El problema es que hemos medicalizado el estar bien. Si no sufres, te recetan que busques por qué. Si ríes sin motivo aparente, te preguntan si te has tomado algo. Hace dos semanas, en un taller de regulación emocional, una joven levantó la mano y dijo: “He estado tres días seguidos sin ideaciones negativas. Me da miedo confiarme”. El silencio en la sala fue tan denso como revelador. Le pregunté: “¿Y si en lugar de miedo, sintieras curiosidad?”. Se quedó pensando. Al final sonrió. No era una sonrisa de felicidad barata. Era el gesto de quien se permite, por primera vez, mirar hacia otro lado.

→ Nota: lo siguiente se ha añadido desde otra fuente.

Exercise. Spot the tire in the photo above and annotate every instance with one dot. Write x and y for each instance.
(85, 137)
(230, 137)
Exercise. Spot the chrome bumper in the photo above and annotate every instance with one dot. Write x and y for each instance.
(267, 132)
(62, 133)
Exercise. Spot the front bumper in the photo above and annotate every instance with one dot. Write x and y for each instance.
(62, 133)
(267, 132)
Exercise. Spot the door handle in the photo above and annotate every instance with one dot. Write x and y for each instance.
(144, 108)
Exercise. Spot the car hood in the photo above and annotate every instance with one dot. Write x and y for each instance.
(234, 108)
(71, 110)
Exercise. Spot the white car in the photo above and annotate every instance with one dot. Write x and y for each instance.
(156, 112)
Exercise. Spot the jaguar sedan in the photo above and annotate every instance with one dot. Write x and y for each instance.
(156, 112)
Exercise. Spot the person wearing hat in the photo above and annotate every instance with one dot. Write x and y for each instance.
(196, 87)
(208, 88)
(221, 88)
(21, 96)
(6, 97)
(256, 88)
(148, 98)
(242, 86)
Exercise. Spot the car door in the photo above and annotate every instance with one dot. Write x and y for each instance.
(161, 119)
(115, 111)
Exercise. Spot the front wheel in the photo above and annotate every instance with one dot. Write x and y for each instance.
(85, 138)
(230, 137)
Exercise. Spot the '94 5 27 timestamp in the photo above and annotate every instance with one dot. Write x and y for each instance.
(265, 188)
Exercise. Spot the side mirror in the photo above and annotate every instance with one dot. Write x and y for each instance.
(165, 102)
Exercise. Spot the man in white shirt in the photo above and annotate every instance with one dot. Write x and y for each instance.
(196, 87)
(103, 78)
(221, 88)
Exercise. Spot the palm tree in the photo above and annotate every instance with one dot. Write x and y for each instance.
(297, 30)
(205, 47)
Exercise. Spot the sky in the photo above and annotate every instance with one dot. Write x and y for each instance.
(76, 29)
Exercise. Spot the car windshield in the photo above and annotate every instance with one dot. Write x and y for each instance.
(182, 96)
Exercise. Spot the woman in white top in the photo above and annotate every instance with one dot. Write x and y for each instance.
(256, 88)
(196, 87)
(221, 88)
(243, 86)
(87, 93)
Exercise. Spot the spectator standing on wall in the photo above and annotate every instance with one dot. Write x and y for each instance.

Aquí lo difícil no es diagnosticar el sufrimiento. Lo difícil es resistir la tentación de patologizar la paz. Por eso, desde este periódico de psicología hemos decidido hacer algo insólito: dedicar una sección fija al “bienestar sin trampa”. Historias de gente que está bien sin remilgos. Personas que duermen, que discuten sin destrozarse, que lloran cuando toca y paran cuando toca. No son superhéroes. Son seres humanos que han aprendido que sentirse bien no es una traición a los que están mal.

Occidente necesita otra narrativa. Porque si el sufrimiento es noticia, el que alguien esté bien también debería serlo. No por ingenuidad. Por supervivencia. Si no sabemos mirar la calma, seguiremos creyendo que vivir es solo dejar de morir.

Y no. Vivir –estar bien– es también eso que pasa mientras los telediarios no miran.